Whether the original value of the field is stored. Required only for use
with the [More Like
This](/documentation/advanced/specialized/more_like_this) query.
Fast fields can be random-accessed rapidly. Fields used for aggregation must
have `fast` set to `true`. Fast fields are also useful for accelerated
scoring and filtering.
### Range Fields
Options for columns of type `int4range`, `int8range`, `numrange`, `tsrange`, and `tstzrange` should be passed to `range_fields`.
The [range term](/documentation/advanced/term/range_term) query is used to filter over these fields.
```sql
CREATE INDEX search_idx ON mock_items
USING bm25 (id, weight_range)
WITH (
key_field = 'id',
range_fields = '{
"weight_range": {"stored": true}
}'
);
```
`CREATE INDEX` accepts several configuration options for `range_fields`:
Whether the original value of the field is stored. Required only for use
with the [More Like
This](/documentation/advanced/specialized/more_like_this) query.
### Enumerated Types
Options for custom Postgres [enums](https://www.postgresql.org/docs/current/datatype-enum.html) should be passed to `numeric_fields`.
Enums should be queried with [term queries](/documentation/advanced/term/term).

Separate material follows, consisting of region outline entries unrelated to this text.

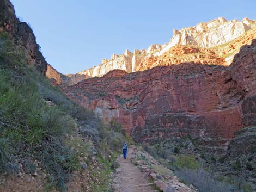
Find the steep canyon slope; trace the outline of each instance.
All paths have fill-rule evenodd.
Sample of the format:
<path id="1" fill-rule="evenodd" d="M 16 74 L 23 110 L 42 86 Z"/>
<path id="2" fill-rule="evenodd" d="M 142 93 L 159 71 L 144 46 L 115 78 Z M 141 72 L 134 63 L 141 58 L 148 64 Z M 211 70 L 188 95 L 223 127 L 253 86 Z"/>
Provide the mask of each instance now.
<path id="1" fill-rule="evenodd" d="M 64 75 L 48 65 L 46 76 L 63 87 L 109 71 L 119 69 L 127 72 L 142 71 L 157 66 L 168 66 L 194 61 L 205 64 L 228 66 L 240 47 L 256 38 L 256 21 L 245 18 L 227 21 L 220 17 L 194 27 L 174 29 L 168 43 L 153 44 L 146 49 L 126 50 L 113 54 L 109 60 L 76 74 Z"/>
<path id="2" fill-rule="evenodd" d="M 151 69 L 156 66 L 167 65 L 170 64 L 179 64 L 192 61 L 197 61 L 198 59 L 200 58 L 197 57 L 197 56 L 199 56 L 198 54 L 195 54 L 196 57 L 190 58 L 188 57 L 188 58 L 184 58 L 183 60 L 181 59 L 174 60 L 170 57 L 170 58 L 168 58 L 168 59 L 172 60 L 172 62 L 169 63 L 166 62 L 149 63 L 148 60 L 152 60 L 152 58 L 155 59 L 159 57 L 163 57 L 164 55 L 169 55 L 168 52 L 171 51 L 172 48 L 175 45 L 182 45 L 184 46 L 182 46 L 182 47 L 187 46 L 188 48 L 190 47 L 193 47 L 196 48 L 200 47 L 205 48 L 204 50 L 207 50 L 207 52 L 210 52 L 208 49 L 228 43 L 244 35 L 246 32 L 250 30 L 255 26 L 256 21 L 251 20 L 247 18 L 245 18 L 242 21 L 239 21 L 237 20 L 227 21 L 225 18 L 220 17 L 208 22 L 200 23 L 194 27 L 184 28 L 180 30 L 174 29 L 173 36 L 168 43 L 164 45 L 153 44 L 147 49 L 135 49 L 133 52 L 126 50 L 125 53 L 121 55 L 113 54 L 110 60 L 104 59 L 100 65 L 78 73 L 84 74 L 91 77 L 100 77 L 114 69 L 120 69 L 127 72 L 132 72 Z M 255 36 L 255 31 L 253 35 L 254 37 Z M 179 48 L 178 46 L 177 48 L 179 49 Z M 211 62 L 209 59 L 205 59 L 203 61 L 204 63 L 230 64 L 230 61 L 225 62 L 224 61 L 226 55 L 222 55 L 222 54 L 220 54 L 221 55 L 219 56 L 219 54 L 222 53 L 225 49 L 219 49 L 216 52 L 212 51 L 213 50 L 211 49 L 211 53 L 213 55 L 211 55 L 210 58 L 216 58 L 220 61 L 216 63 Z M 237 53 L 237 52 L 234 53 Z M 175 56 L 176 58 L 181 57 L 187 53 L 178 53 Z M 192 53 L 196 53 L 192 52 Z M 234 56 L 234 54 L 230 53 L 229 56 L 231 55 Z M 218 58 L 221 56 L 221 59 Z M 184 60 L 184 59 L 185 60 Z"/>
<path id="3" fill-rule="evenodd" d="M 194 62 L 127 73 L 113 70 L 65 90 L 106 122 L 115 117 L 137 141 L 198 137 L 226 151 L 235 132 L 255 125 L 256 40 L 229 67 Z"/>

If the ordering of the enum is changed with `ADD VALUE ... [ BEFORE | AFTER ]`, the BM25 index should be dropped
and recreated to account for the new enum ordinal values.
## Deprecated Syntax Migration
In ParadeDB `v0.13.0`, the old `paradedb.create_bm25` function was deprecated in favor of the `CREATE INDEX` syntax. To make migration to the new
`CREATE INDEX` syntax easier, a new `paradedb.format_create_bm25` function has been introduced. This function accepts the same arguments as the deprecated
`paradedb.create_bm25` function and outputs an equivalent `CREATE INDEX` statement which can be copy, pasted, and executed.
```sql
SELECT * FROM paradedb.format_create_bm25(
index_name => 'search_idx',
table_name => 'mock_items',
key_field => 'id',
text_fields => paradedb.field('description') || paradedb.field('category'),
numeric_fields => paradedb.field('rating'),
boolean_fields => paradedb.field('in_stock'),
datetime_fields => paradedb.field('created_at'),
json_fields => paradedb.field('metadata'),
range_fields => paradedb.field('weight_range')
);
```
`paradedb.format_create_bm25` does **not** create the index. It simply outputs
a `CREATE INDEX` statement for you to run.